Here’s why: Historically, consumers have been the backbone of economic growth in the U.S. Since the end of the recession in 2009, we’ve had an economy that been built on inventory restocking and Federal Reserve intervention. In the meantime, the cost of living has risen and wages have stayed the same. Food and energy alone are eating up 20% of the average American’s income.
This is a perfect recipe for stagflation, which is most likely what we’re going to get in 2012.
The fact that the consumer spending of the average American is on the wane is bad news for corporate profit margins. And given that our current expectations for corporate earnings are still way too high, I fear that the gap between expectations and reality could cause a 15%-20% correction in the coming year as markets readjust to real levels of profitability.
The situation looks even worse when you throw in the following: The US is within $50 billion of reaching its debt ceiling, a presidential election is approaching, the eurozone is facing a major debt crisis, and there seems to be no end to scary headlines with the potential to spook investors.

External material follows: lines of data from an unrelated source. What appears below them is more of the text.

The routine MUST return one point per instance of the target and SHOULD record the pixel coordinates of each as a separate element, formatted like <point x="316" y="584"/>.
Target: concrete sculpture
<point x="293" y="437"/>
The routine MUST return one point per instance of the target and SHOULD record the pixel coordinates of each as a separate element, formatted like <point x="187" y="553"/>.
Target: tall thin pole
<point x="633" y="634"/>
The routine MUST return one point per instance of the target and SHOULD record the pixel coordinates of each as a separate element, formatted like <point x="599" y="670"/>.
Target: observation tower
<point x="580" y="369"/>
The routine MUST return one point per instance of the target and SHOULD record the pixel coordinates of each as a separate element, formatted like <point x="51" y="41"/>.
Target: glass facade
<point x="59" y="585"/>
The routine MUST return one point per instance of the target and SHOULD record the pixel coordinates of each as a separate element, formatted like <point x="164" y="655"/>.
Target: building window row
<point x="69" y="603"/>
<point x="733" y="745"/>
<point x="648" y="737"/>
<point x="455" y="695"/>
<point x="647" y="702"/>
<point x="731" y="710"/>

From an investment standpoint, now is not a good time to chase benchmarks. Instead, we’re looking for safe, income-generating investments for our clients. Now that corporations have cash on their books and nowhere to invest that money, they’ll start handing it out to shareholders.
We’re advising our clients to consider alternatives to stocks, such as cash, real estate and energy. When it comes to real estate, we’re talking about real property — mini storage, multi-family homes and plain old home-ownership — rather than REITS. As for gas and oil, we believe master limited partnerships provide a good means of receiving a steady income stream with limited risk.
Unfortunately, 2012 marks the beginning of what I predict will be a long period of slow economic growth. In the 60s and 70s the average household debt to income ratio was 1:2; today it’s 3:1. That means that for every dollar earned, three dollars are owed. It’s going to take at least five to ten years for consumers to wind down the debt. Moreover, instead of the 8% annual growth we saw in the 80s and 90s, we’re going back to 2% to 4% annual growth until we work off the extreme overvaluation we experienced during that time period.
The bad news is there are no shortcuts to an economic recovery (although there are ways to make it worse); the good news is that if you’re a smart investor there are ways to minimize the downside.